Decoupling the CPU and Memory

When building a 6502 emulator, one of the most fundamental architectural decisions you’ll face is how to organize memory access. It’s tempting to embed the memory array directly into the CPU class – especially for early prototypes – but as your emulator grows, this tight coupling becomes a liability. A better approach is to implement a dedicated memory bus and pass it into the CPU. Here’s why, and how.

Why Separate Memory from CPU Logic?

At a hardware level, the 6502 CPU doesn’t own memory – it communicates with memory-mapped peripherals and RAM through the system bus. Mirroring that in your code makes your emulator more accurate, modular, and testable.
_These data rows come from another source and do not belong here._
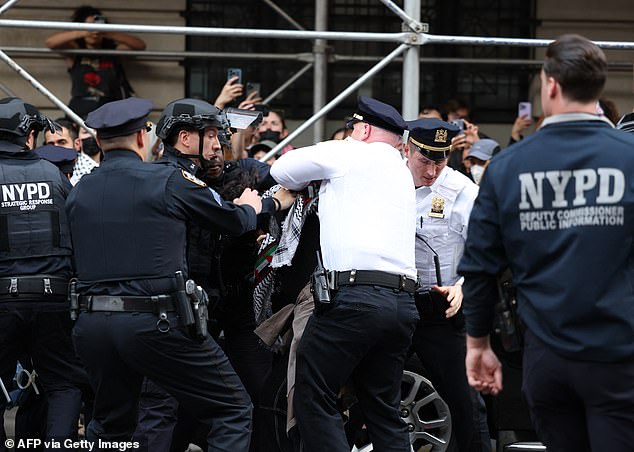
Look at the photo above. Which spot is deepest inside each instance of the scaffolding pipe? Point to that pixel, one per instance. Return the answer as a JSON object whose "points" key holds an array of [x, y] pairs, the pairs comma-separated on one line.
{"points": [[208, 31], [405, 37], [320, 71], [7, 5], [287, 83], [307, 57], [410, 17], [411, 67], [42, 89], [6, 90], [148, 54], [333, 103], [282, 13]]}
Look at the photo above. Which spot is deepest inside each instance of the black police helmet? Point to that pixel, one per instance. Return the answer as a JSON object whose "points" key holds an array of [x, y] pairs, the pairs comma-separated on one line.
{"points": [[190, 113], [19, 118]]}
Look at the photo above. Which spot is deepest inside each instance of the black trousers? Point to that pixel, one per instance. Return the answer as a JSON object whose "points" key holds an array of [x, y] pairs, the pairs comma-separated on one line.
{"points": [[365, 336], [440, 344], [578, 405], [42, 331], [119, 349]]}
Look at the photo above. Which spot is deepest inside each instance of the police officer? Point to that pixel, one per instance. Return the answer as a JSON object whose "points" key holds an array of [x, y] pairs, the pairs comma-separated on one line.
{"points": [[558, 208], [128, 221], [35, 266], [365, 331], [444, 198], [181, 122]]}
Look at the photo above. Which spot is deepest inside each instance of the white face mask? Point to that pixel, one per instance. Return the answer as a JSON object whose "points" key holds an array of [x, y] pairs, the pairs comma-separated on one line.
{"points": [[476, 172]]}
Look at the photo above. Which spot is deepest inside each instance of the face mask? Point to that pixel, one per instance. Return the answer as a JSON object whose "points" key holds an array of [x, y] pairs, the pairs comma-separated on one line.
{"points": [[476, 172], [89, 146], [270, 135]]}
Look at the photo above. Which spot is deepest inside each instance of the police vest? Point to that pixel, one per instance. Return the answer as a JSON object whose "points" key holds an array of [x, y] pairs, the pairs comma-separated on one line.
{"points": [[121, 225], [32, 218]]}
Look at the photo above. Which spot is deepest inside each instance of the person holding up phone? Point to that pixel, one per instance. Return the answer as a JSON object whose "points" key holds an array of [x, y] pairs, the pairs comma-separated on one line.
{"points": [[96, 79]]}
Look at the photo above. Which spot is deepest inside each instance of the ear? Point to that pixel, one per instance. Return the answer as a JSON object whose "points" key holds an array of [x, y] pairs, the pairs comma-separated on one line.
{"points": [[184, 137], [406, 150], [30, 141], [552, 88]]}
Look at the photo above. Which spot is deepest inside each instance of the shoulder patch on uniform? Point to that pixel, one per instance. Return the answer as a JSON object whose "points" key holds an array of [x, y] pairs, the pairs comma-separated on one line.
{"points": [[190, 177]]}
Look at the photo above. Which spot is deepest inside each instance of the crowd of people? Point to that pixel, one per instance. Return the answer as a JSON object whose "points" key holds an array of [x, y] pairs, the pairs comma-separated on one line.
{"points": [[195, 298]]}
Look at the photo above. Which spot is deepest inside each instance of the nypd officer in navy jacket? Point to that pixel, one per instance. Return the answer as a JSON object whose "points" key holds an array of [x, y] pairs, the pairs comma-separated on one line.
{"points": [[128, 222], [558, 208], [35, 266]]}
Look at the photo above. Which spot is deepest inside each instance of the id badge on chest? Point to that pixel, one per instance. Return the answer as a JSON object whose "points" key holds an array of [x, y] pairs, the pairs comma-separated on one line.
{"points": [[437, 207]]}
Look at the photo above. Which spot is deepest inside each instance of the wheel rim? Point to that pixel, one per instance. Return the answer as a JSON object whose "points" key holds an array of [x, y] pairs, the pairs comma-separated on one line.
{"points": [[426, 414]]}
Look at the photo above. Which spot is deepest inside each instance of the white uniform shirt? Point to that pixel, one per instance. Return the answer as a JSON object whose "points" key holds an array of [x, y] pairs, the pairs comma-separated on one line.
{"points": [[455, 193], [366, 203]]}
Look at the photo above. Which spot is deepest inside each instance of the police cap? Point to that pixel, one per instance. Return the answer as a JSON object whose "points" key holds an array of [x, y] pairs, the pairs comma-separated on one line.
{"points": [[19, 118], [63, 158], [483, 149], [379, 114], [120, 118], [432, 137]]}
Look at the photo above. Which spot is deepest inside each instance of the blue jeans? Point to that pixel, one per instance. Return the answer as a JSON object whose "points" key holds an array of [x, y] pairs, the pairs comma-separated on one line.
{"points": [[364, 336]]}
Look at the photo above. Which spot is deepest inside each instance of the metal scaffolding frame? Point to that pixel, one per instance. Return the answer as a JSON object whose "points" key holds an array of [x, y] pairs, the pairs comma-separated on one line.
{"points": [[413, 36]]}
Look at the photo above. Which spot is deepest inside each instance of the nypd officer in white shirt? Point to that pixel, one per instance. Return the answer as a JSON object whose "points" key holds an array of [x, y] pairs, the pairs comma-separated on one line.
{"points": [[367, 241], [444, 198]]}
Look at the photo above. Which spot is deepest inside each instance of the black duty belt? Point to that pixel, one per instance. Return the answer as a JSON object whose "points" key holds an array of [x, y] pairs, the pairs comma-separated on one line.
{"points": [[371, 278], [108, 303], [28, 286]]}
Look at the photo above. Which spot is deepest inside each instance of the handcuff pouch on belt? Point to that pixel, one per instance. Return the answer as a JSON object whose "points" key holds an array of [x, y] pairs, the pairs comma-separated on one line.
{"points": [[73, 299]]}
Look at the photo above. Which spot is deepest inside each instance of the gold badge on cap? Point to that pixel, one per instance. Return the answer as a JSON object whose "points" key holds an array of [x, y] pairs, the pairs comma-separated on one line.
{"points": [[441, 136], [437, 207]]}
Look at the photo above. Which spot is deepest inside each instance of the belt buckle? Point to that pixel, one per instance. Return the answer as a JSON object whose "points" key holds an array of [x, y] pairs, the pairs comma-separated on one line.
{"points": [[13, 287], [47, 286]]}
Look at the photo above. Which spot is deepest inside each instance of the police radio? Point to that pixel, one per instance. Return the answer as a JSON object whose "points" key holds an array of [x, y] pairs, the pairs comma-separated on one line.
{"points": [[319, 286]]}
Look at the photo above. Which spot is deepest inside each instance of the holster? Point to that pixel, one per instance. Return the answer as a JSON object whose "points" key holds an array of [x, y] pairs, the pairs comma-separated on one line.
{"points": [[507, 324], [199, 302], [320, 288], [183, 307]]}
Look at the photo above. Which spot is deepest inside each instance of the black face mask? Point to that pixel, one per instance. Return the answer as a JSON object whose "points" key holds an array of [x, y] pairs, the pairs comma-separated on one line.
{"points": [[89, 146], [270, 135]]}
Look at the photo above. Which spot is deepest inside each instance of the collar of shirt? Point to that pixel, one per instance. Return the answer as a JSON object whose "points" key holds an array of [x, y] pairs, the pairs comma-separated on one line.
{"points": [[569, 117]]}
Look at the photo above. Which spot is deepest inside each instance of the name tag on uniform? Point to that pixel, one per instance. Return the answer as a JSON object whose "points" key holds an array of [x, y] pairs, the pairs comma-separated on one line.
{"points": [[437, 207]]}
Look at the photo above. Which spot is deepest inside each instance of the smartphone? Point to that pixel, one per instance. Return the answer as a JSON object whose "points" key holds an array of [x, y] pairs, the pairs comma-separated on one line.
{"points": [[234, 72], [525, 109], [253, 87], [265, 109], [458, 123]]}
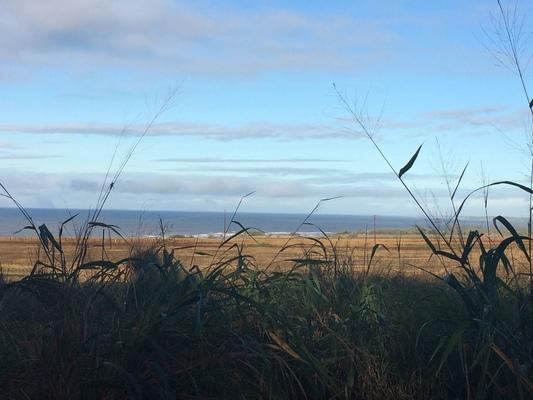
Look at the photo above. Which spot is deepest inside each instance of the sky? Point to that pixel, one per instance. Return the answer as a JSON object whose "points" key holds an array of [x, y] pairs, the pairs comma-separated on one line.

Benefits of separating the CPU from memory:

  • Cleaner abstraction: The CPU should only know how to read and write bytes, not where they come from.
  • Peripheral integration: You can easily map memory addresses to I/O devices (e.g., screen, keyboard, VIA, etc.).
  • Bank switching: Dynamic memory mapping becomes trivial with a proper bus.
  • Testing: You can mock memory for unit testing the CPU without dragging the entire system along.

A Simple Bus Interface

Start by defining a bus interface:

C#
public interface IMemoryBus
{
    byte Read(ushort address);
    void Write(ushort address, byte data);
}

CPU only interacts with this interface:

C#
public class CPU
{
    private readonly IMemoryBus _bus;

    public CPU(IMemoryBus bus)
    {
        _bus = bus;
    }

    public void ExecuteNextInstruction()
    {
        ushort pc = /* fetch program counter */;
        byte opcode = _bus.Read(pc);
        // decode & execute
    }
}

Modeling your emulator with a decoupled bus architecture brings your code closer to real hardware behavior. It simplifies future expansion and makes the CPU a truly generic component – unaware of the memory layout or even what devices are attached.
If you’re serious about maintainability and hardware accuracy, decoupling CPU and memory isn’t just good style – it’s essential.